When you read the phrase “managing diversity,” you might imagine the kind of sensitivity training workshop that was – rightly – a common object of ridicule in the 1980s and 90s, the kind where everyone is encouraged to appreciate each other’s differences and avoid making racist or sexist comments. In our conversation on Lincoln Avenue, Luke Visconti, one of the founders of DiversityInc, made clear that his approach to creating more diverse workplaces isn’t like that.
DiversityInc publishes a magazine and manages a website that profiles businesses that have succeeded in hiring, keeping, and promoting women, people of color, and gays and lesbians. He told me, as well as the audience at YSU’s annual Diversity Leadership dinner, that the key to creating productively diverse workplaces isn’t about eliminating overt discrimination but about addressing the obstacles that too often keep talented workers from being promoted. Yes, those barriers can be a matter of attitudes, though Visconti insists that he doesn’t think that most employers or colleagues are racists or sexist (though he acknowledges the persistence of homophobia). They simply aren’t aware of how their own habits and assumptions might exclude others. As he explains in tonight’s interview, companies often benefit from recognizing patterns of exclusion and from some basic, often common-sense advice, such as don’t penalize women for taking maternity leave, or simply making your company’s commitment to diversity a strong theme in how you present your business.
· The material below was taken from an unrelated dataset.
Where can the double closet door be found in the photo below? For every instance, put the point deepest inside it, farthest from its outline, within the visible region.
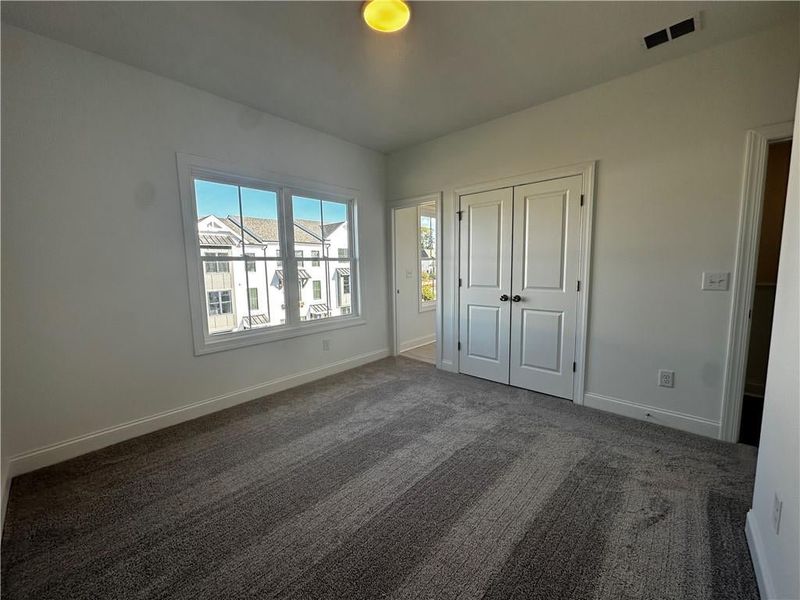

Visconti’s positive approach makes sense. We can’t promote real equal opportunity on the basis of guilt; we have to make clear how discrimination harms not only those who are its objects but also those who enact it. And I’m always happy to see discussions of diversity being led by straight, white men – those who, it would seem, have the least to gain from it. In his blog, Ask the White Guy, Visconti encourages people to ask questions that they might not be comfortable either asking within their own companies or to someone who is different from themselves.
All of this seems like a move in a good direction. My diversity skepticism kicked in, though, when Visconti explained his business model, which uses statistical analysis to show companies how well (or poorly) they’re doing and offers consulting services and information to help them do better. That feels a little like a gotcha game. No doubt, companies and organizations need help. Maybe I’m too idealistic, but I’m a little uncomfortable with the idea that promoting diversity has itself become a way to make money. I hope that DiversityInc and other companies like it, with the help of all of my colleagues who teach about diversity in schools and colleges and who organize community-based efforts to fight inequality, will succeed enough that they create their own obsolescence.